The Landscape: Loss and Redemption
Suspended in this matrix, these fantasies filter through landscapes, painted as well as real, investing them not only with the familiar and so comfortable but also with potentiality. A sense of freedom and possibility that even when unrealized motivates us to continue to engage in the process of becoming, traveling, as Lucille Clifton notes, “through this to that.”* This sense of fantasy guided me as I painted. I wandered among the emergent shapes. One moment I traced along the transition between color and canvas while the next I filled in those shapes with the feeling of depth and dimension.
As in my youth imagining my hometown, I’m not sure what I have created.
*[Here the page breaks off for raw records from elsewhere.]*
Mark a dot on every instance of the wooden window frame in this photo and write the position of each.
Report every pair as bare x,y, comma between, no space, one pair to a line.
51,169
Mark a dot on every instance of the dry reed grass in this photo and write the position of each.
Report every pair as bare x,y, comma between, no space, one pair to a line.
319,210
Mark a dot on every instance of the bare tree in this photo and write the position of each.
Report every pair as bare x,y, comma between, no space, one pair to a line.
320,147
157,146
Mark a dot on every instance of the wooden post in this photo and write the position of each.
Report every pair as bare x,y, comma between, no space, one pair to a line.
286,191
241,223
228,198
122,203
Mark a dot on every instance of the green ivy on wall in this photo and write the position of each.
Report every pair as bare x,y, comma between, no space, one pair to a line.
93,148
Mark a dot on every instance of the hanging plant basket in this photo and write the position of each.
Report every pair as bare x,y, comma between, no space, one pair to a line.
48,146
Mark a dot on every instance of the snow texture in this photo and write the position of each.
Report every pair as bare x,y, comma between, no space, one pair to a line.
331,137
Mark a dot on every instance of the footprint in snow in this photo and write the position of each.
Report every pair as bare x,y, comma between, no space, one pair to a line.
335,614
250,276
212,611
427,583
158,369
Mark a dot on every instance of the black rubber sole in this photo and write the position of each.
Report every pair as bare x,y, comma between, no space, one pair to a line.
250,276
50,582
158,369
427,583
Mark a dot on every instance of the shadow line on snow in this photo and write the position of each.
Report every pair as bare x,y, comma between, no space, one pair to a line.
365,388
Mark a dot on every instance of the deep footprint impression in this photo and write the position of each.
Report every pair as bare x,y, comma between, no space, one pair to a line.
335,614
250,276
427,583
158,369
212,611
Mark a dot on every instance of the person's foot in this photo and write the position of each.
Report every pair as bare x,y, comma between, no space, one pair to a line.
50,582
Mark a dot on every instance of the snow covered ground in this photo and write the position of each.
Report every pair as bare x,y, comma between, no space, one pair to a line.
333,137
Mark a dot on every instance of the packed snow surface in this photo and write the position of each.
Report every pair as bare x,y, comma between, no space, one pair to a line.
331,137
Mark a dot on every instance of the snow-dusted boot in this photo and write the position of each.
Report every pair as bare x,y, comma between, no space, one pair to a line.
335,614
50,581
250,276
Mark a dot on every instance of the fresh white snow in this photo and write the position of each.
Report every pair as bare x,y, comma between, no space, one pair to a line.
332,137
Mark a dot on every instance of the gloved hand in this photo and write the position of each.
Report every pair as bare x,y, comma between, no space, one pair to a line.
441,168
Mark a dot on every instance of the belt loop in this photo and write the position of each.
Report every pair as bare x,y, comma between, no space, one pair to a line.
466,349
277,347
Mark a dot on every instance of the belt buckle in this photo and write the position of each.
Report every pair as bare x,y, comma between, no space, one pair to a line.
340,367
The tree and surrounding landscape might reflect some loss that remains quietly draped in my subconscious. Maybe a childish impression among the woods out back that never fully emerged into my consciousness. Perhaps the structure of a shadow that is hunched beneath the weight of menace. Maybe the painting carries those subliminal images that filtered in on the day she left. Muslin moments that even now flutter in the faintest breeze. Those impressions that etch memory–a tiny scar across the bridge of her nose carried with her since childhood, or the hesitation above my arm of a newly tentative touch. Maybe it is the haze of our lips on the two glasses left on the counter (the rims touching), or her eyes averted and lips shut tight. Maybe loss is echoed in the distance she wrapped around words suddenly pulled free from emotion, carrying nothing but “a long time gone.”*
Along with these instances of loss, maybe the painting also carries fantasies of their redemption. The early glow falling among drifts of snow on a winter morning. Quiet music playing and warm coffee cooling among the still and hazy light. Maybe redemption is there in her eyes, just a bit too wide and curiously bright, that time she saw me approaching from down the hall. Her lips parted and catching the light. She leaned with her palms open and held out to me in anticipation, a finger along her wrist. That touch that would sift across the chill of her skin. These fantasies leave me bent, reaching for a tree filled with beautiful things. Baubles of the past hanging with potential, the possibility of her breath whispered across my cheek, the brush of her fingertips at the nape of my neck, or her look back that feels like “don’t leave.” These possibilities will, in that place that continually becomes me, quicken these baubles with the shudder of life and maybe the permanence of love.
*Saroyan, William. The Human Comedy. New York: Dell-Random House, 1971. Saroyan was an Armenian immigrant and wrote about his family’s experiences in California during the 1940s.
*Tuan, Yi-Fu. Space and Place: The Perspective of Experience. Minneapolis: U of Minnesota P, 1977.
*Clifton, Lucille. “Blessing the Boats (at St. Mary’s).” Quilting: Poems 1987-1990. New York: BOA, 2000.
*I take this phrase from John Hiatt’s song “Long Time Coming.”